Thursday, June 23, 2005
Digging for the Mother Lode
God taught me what love is, by example. I know he loves me in ways far beyond the meanings conveyed by that feeble, overworn word. The most basic, the starting point, is his sending his own glorious Son to be spit on and beaten in our oh-so-correct world, so that He would then have access to the depths of my soul.
Since then he has continued to rain his love onto me, a rain that is both erosive and rebuilding. It dissolves the walls while it waters the desert I made of my soul so that the plants God put in there can start growing. All of this goes on for his own name's sake, not because I'm special or deserve it. He does it because he strongly desires fellowship with me.
The natural Hallmark-and-television response to the scenario would be for the subject of such love to gush forth "I love you" and send valentines. God's standard is higher: "If you love me, do the things that I command you." Well, I obviously don't do the things he commands, so QED I don't love him. There's a long list of things I'm supposed to do, starting with loving my neighbor as myself, and, well, it doesn't happen.
That's where I've left it. God loves me, I need him. Is it possible to transform need into love? It happens in movies, but real life is more harsh. Need drives people apart. Need drives people to God. What happens when the basic need is met?

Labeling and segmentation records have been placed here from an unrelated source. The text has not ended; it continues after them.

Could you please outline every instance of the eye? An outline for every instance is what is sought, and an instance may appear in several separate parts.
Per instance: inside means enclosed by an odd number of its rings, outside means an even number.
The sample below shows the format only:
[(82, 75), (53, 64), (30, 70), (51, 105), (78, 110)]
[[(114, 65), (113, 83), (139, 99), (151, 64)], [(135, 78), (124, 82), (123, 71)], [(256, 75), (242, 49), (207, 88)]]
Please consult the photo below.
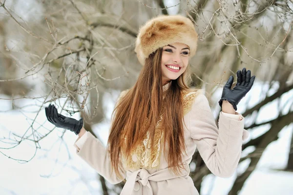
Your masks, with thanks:
[(172, 49), (165, 49), (165, 51), (166, 51), (168, 52), (172, 52)]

Where, actually, does love come from? People say they love one another. What, actually, are they saying? I have strong feelings for God. Are those evidence of love?
This is one of those singularities I can't see beyond. Rational process can't figure out love, and my approach to God's love is very rational. There are good reasons for me to believe God loves me, and I stand by those reasons.
Reason, it seems, isn't quite enough. Lu talked about digging deep with the Holy Spirit's help, and the same has been happening with me. Some link through the luminiferous aether, I guess. God wants me to love him. He wants me to know I love him... and to feel it. I don't trust feeling at all. Give me facts and let me make up my own mind. It seems, from what the Holy Spirit and I were talking about last night, that this doesn't go far enough. Love at mental arm's length isn't the kind of love he wants; apparently limiting my expression that way has ramifications wider than I expected. It's just that: limiting, and God doesn't believe in limits.
Nor do I, really, having learned something of how the Holy Spirit works, but this is one of those big, deep, dark things lurking way down there, buried for very good reason. It's not the first of those I've had to give up, but each one is deeper than the last, and causes a greater soulquake when the Holy Shovel makes contact.
Love? Me? You must be kidding. No, he's not. I would simply panic and hit the dirt running... but for his grace, and what I've learned. Each time I've given up something like this the result has been great kindness from him, a sort of spiritual toughening-with-sensitivity that he somehow produces in me, and a new door opened.
And today? I'm irritable. I don't want His hands on this hidden part, but it is much too late. I can no longer stand the idea of being apart from God; just thinking about it hurts, and seems to hurt Him too. So I come and go in quick little flashes of obedience alternating with looking for my running shoes.
But God really is good at this kind of thing. He knows exactly what's in me, and his timing is, well, perfect. He somehow manages this running rebuild so that I can go on down the road while he rummages around in the basement, shaking things up but not apart. The Shovel of Love and the Glue of the Spirit. What a combination. Desperation leads in interesting ways.